Tate McRae

    Tate McRae

    🗝️ | that one face in the crowd

    Tate McRae
    c.ai

    The lights dimmed to a low amber haze. You were in row nine — not close enough to be part of the frenzy against the barricade, but not far enough to disappear either. The kind of seat you only ended up in when a friend won tickets off a radio giveaway and needed someone last minute to tag along.

    You weren’t even supposed to be there.

    But neither was she, really.

    Tate was two weeks into her tour, and it was already becoming a blur of hotels, dressing rooms, and soundchecks that never quite ended. She knew tonight’s venue by the shape of the crowd alone, not by name. Her legs ached from rehearsal, her voice slightly raspy from three interviews that afternoon.

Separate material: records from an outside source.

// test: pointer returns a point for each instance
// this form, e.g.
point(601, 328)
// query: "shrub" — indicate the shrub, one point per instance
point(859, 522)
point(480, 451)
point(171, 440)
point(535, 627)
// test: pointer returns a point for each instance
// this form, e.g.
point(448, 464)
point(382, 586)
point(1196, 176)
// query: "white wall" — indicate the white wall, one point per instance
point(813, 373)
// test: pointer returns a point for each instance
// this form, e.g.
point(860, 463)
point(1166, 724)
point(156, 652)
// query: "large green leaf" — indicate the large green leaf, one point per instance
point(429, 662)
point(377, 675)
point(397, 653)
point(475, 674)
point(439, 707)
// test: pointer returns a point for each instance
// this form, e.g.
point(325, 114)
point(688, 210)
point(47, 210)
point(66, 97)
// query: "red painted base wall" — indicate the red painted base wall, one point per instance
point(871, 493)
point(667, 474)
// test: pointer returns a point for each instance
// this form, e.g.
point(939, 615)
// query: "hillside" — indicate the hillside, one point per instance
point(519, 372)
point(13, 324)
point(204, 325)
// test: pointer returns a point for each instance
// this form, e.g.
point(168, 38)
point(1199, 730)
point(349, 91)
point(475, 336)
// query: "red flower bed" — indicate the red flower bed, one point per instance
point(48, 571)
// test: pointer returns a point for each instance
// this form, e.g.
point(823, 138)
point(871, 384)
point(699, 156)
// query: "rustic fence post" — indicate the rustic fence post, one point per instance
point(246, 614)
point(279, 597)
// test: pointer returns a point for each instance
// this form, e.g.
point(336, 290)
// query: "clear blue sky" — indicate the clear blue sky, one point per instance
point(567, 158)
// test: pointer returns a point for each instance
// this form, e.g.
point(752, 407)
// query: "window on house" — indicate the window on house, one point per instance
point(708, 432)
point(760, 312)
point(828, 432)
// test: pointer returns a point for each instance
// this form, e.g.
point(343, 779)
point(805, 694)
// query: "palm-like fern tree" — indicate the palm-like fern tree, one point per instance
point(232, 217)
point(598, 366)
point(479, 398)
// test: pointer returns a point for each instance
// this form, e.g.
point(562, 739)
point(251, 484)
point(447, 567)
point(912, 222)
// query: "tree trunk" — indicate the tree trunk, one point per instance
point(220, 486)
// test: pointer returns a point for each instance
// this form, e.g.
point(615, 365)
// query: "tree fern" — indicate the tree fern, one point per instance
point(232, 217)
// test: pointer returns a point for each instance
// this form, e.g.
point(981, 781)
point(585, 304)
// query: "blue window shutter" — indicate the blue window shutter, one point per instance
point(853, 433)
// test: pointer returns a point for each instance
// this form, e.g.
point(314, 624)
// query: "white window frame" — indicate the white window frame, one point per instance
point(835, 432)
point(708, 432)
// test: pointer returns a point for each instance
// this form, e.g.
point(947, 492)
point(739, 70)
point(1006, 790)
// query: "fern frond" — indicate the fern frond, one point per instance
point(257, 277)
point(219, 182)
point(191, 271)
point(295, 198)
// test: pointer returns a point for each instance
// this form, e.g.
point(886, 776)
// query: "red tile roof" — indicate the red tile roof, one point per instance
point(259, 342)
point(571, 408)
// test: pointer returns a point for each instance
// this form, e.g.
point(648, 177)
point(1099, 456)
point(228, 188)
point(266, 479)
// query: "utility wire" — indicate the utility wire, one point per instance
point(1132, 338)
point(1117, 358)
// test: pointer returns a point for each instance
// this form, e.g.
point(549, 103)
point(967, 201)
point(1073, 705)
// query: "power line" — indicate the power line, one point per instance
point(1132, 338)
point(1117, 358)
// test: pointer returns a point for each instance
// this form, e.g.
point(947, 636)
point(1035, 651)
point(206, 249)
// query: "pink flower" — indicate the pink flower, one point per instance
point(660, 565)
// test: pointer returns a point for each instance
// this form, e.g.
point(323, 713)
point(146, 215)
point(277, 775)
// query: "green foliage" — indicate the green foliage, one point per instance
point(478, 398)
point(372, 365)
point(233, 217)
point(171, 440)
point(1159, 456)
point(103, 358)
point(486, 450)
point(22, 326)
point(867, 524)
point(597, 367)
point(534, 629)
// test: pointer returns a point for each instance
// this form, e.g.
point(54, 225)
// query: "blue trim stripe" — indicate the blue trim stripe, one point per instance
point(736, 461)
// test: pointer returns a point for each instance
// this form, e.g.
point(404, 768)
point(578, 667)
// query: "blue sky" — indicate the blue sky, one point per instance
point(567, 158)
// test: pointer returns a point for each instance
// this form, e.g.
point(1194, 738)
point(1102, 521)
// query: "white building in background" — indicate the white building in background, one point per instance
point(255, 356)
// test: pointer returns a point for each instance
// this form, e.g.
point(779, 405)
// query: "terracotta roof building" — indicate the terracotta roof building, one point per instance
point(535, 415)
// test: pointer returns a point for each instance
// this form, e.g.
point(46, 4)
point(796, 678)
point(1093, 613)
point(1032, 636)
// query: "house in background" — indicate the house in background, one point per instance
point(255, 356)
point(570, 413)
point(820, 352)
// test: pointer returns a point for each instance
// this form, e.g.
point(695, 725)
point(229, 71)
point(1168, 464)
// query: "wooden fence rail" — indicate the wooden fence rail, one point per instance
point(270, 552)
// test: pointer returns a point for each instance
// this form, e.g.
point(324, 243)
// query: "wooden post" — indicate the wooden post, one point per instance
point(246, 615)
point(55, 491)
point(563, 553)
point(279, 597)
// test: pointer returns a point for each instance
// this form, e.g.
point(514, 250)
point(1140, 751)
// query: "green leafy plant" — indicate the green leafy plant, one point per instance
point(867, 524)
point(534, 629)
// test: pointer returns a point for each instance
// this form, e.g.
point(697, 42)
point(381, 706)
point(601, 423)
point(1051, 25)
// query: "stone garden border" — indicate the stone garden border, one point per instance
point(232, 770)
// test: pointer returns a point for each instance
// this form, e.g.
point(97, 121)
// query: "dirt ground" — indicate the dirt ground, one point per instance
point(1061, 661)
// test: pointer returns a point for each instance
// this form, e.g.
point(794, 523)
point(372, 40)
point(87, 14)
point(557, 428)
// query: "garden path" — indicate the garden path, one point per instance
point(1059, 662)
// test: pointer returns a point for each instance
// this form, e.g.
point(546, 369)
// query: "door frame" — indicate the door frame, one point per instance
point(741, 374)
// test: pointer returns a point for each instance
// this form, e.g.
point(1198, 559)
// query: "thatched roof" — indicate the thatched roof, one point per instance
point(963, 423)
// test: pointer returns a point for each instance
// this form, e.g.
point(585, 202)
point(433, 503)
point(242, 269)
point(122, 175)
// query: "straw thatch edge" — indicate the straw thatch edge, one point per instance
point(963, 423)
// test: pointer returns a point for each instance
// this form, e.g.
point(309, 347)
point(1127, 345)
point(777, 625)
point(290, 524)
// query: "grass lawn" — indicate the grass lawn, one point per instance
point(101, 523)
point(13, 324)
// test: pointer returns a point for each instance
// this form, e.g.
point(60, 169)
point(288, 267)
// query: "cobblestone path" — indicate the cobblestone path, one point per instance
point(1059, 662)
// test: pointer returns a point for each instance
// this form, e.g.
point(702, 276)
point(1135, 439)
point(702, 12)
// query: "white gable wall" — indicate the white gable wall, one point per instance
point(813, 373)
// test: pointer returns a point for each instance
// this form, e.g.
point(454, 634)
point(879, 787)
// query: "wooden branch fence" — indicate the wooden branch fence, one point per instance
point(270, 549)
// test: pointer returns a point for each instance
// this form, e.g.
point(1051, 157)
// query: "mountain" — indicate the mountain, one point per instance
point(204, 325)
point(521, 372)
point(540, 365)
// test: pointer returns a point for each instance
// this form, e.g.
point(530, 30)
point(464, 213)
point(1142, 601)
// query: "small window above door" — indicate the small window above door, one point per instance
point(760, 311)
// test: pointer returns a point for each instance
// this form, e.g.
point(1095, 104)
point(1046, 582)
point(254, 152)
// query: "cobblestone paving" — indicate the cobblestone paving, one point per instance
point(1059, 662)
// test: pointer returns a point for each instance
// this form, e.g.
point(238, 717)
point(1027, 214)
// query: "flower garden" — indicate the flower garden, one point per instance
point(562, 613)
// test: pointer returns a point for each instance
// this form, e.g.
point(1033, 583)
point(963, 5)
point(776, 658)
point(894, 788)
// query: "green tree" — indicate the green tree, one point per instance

    She told herself to lock in. Just perform. Be present.

    But then—

    Halfway through the second song, during a lull in the beat where she usually looked toward the rafters to avoid getting too swept into the crowd, her eyes shifted.

    And landed on you.

    You weren’t moving like everyone else. Weren’t shouting or recording her on your phone. You were still — focused. Present. And for some reason that made her breath catch in a way it never had on stage before.

    She forgot her next lyric for half a second.

    Her gaze snapped away. Just a blip. Just enough for her guitarist to shoot her a sideways glance like, You good?

    But the second chorus came and her eyes went back.

    You were still watching her — not as a pop star, not like someone looking at a poster come to life, but like someone curious. Like you were trying to read her. And for a girl who had grown used to being projected on, idolized, followed — that was disarming.

    She felt... seen. And it terrified her.

    Not in a bad way.

    Just in the kind of way that makes your skin feel too tight for your bones.

    She kept singing, but she felt her body turn a degree closer to your side of the room with every movement. Her voice caught subtle changes — a softness, an ache, something unfamiliar. She could hear herself falling a little out of control.

    After a few more songs, it became a problem.

    “Stage left,” her in-ear monitor crackled. “You keep drifting.”

    She didn’t care.

    There was something about you — your posture, the way your eyebrows pulled together during her acoustic ballad, like you were really listening — that made her feel sixteen again, reckless and unguarded.

    What are you doing to me? she thought, mid-verse, laughing to herself as she spun away from your section of the crowd, trying to shake it off.

    She was Tate McRae. She didn’t get flustered like this. Not anymore.

    But as the show went on, she found herself scanning between songs — pretending to adjust her mic stand just to sneak another glance. Wondering why her chest tightened every time your face came into view.

    And then, during her final set — the piano one — she paused before starting. Her fingers hovered over the keys. The crowd hushed.

    “This is a new one,” she said into the mic, fingers brushing chords like it was nothing. “It’s not out yet. I wrote it about a feeling I couldn’t explain at the time… and maybe still can’t. But it was sudden. Real. Like walking past someone on the street and realizing you might’ve known them in another life.”

    She didn’t look at the crowd this time.

    She looked at you.

    And you knew.

    There were a thousand people in that room, screaming her name.

    But for that quiet moment, it felt like just you and her.

    She didn’t say anything after the song ended — just closed her eyes, nodded, and slipped off stage like her heart had been left in the crowd.

    And you sat there, stunned.

    Not because she was famous.

    But because, somehow, you had just fallen for each other — without a single word.